Pak Edi menyadari bahwa banyak potensi wisata lainnya yang bisa dikembangkan seperti penyediaan homestay, paket kuliner khas pesisir berbasis ikan, atau paket pemantauan burung atau birdwatching. “Saya bermimpi bahwa nantinya juga ada produk makanan dan minuman yang dibuat dari bakau sebagai oleh-oleh khas sini. Termasuk pembuatan batik dengan pewarna alami dari bakau.” Melalui diversifikasi atraksi dan paket wisata tersebut, maka harusnya manfaat ekonomi yang didapat oleh warga setempat lebih besar. Walau tidak seramai dulu, namun sesekali wisatawan memang terlihat berkunjung.
Bakau Lestari, Singkawang Berseri
Hutan bakau telah menjadi bagian penting bagi masyarakat setempat. Selama ini juga tidak pernah terjadi pengrusakan hutan bakau secara sengaja karena masyarakat menyadari fungsinya terutama ekologi yang krusial. “Melalui pengembangan pariwisata yang berbasis alam dan berkelanjutan, saya yakin bahwa masyarakat di sini akan makin menghargai dan menjaga keberadaan hutan bakau ini. Jangan sampai rusak, malah jika bisa makin luas dan lestari hutannya.” harap Pak Edi.

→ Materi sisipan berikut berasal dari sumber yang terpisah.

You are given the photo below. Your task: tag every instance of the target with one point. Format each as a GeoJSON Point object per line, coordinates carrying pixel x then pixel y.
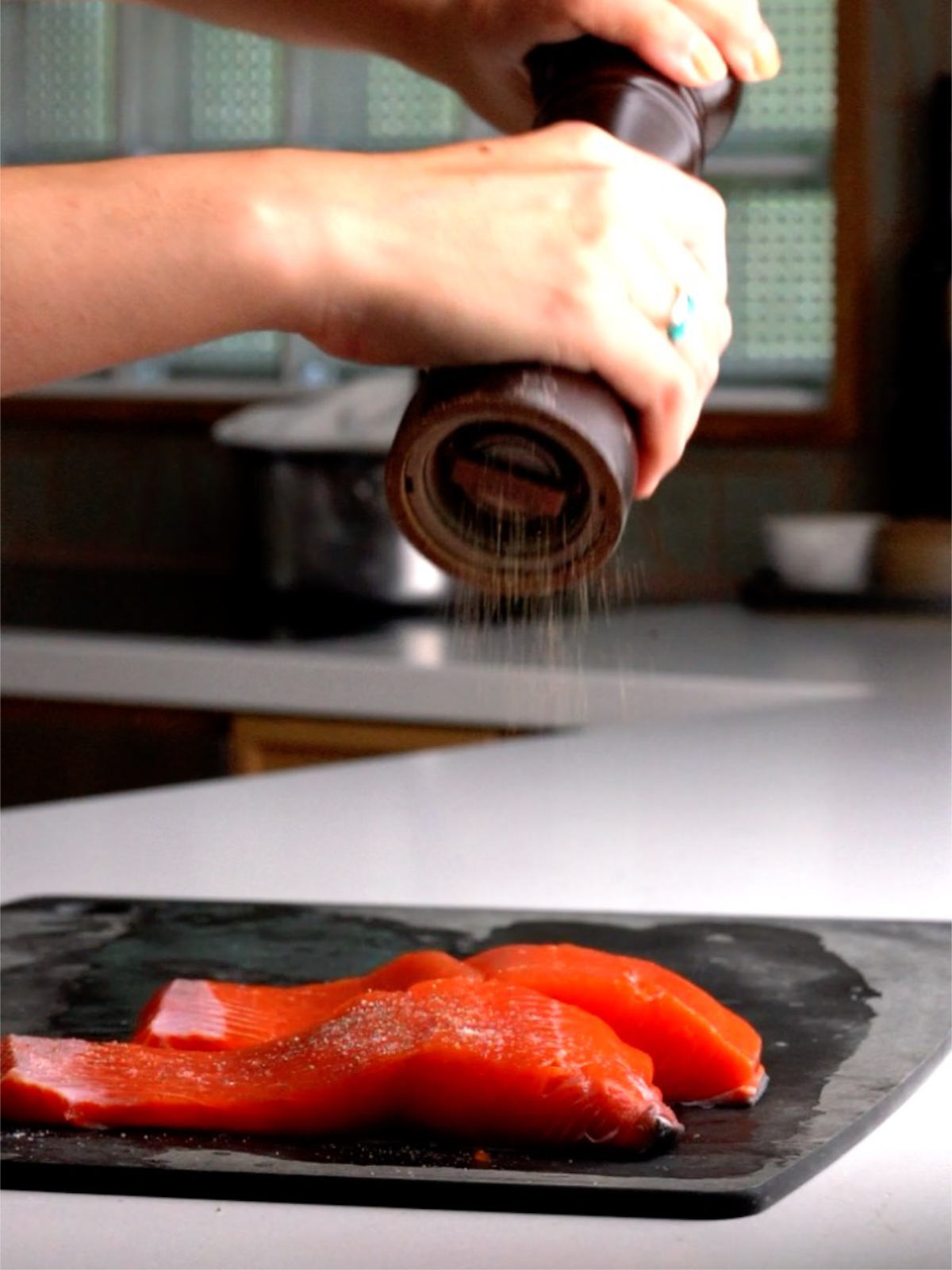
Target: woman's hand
{"type": "Point", "coordinates": [478, 48]}
{"type": "Point", "coordinates": [562, 245]}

Menurutnya pariwisata pesisir ini bisa menjadi alternatif wisata di Kota Singkawang, melengkapi destinasi wisata yang sudah ada dan lahir lebih dulu. Pak Edi akan terus berkomitmen untuk kembali menggiatkan dan mengembangkan pariwisata di sana. “Saya berharap ada regenerasi dan keterlibatan anak-anak muda di Singkawang karena mereka lah yang punya lebih banyak energi dan kreativitas.” pungkasnya. Dengan makin lestarinya hutan bakau di Desa Kuala dan sekitarnya, tentu akan banyak manfaat yang bisa didapat oleh warga setempat atau Singkawang secara umum.

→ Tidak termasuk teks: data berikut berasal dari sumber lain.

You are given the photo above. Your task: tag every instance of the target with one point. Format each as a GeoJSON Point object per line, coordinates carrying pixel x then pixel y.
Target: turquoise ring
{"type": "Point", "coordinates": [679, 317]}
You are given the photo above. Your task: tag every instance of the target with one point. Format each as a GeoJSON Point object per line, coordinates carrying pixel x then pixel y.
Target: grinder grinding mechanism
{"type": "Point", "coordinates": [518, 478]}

Atourin mengapresiasi dan mendukung insan-insan pegiat pariwisata seperti Pak Edi Hambari. Kami percaya bahwa pelestarian lingkungan menjadi kewajiban dan seharusnya kebutuhan bagi semua pihak mulai dari pembuat kebijakan sampai masyarakat umum. Keberadaan hutan bakau di pesisir Singkawang dan inisiatif pengembangan pariwisata di sana menjadi bukti adanya semangat pariwisata berkelanjutan atau regeneratif yang diupayakan dan dikerjakan dengan penuh niat dan kerja keras. Tentu tidak mudah karena memang membangun pariwisata tidak bisa dilakukan dalam waktu sekejap. Atourin berkomitmen untuk melakukan pendampingan dan asistensi sesuai kapasitas yang kami punya agar kita semua bisa mewujudkan pariwisata berkelanjutan atau regeneratif bagi negeri ini. Kami berharap bahwa Pak Edi Hambari dan pegiat wisata lainnya di Desa Kuala terus bersemangat serta kompak bergotong royong untuk memajukan wisata pesisir bakau di desanya. Kami sependapat bahwa hutan bakau yang makin lestari akan membuat Singkawang makin berseri. Dalam konteks yang lebih luas, hutan yang makin lestari akan membuat Indonesia makin berseri.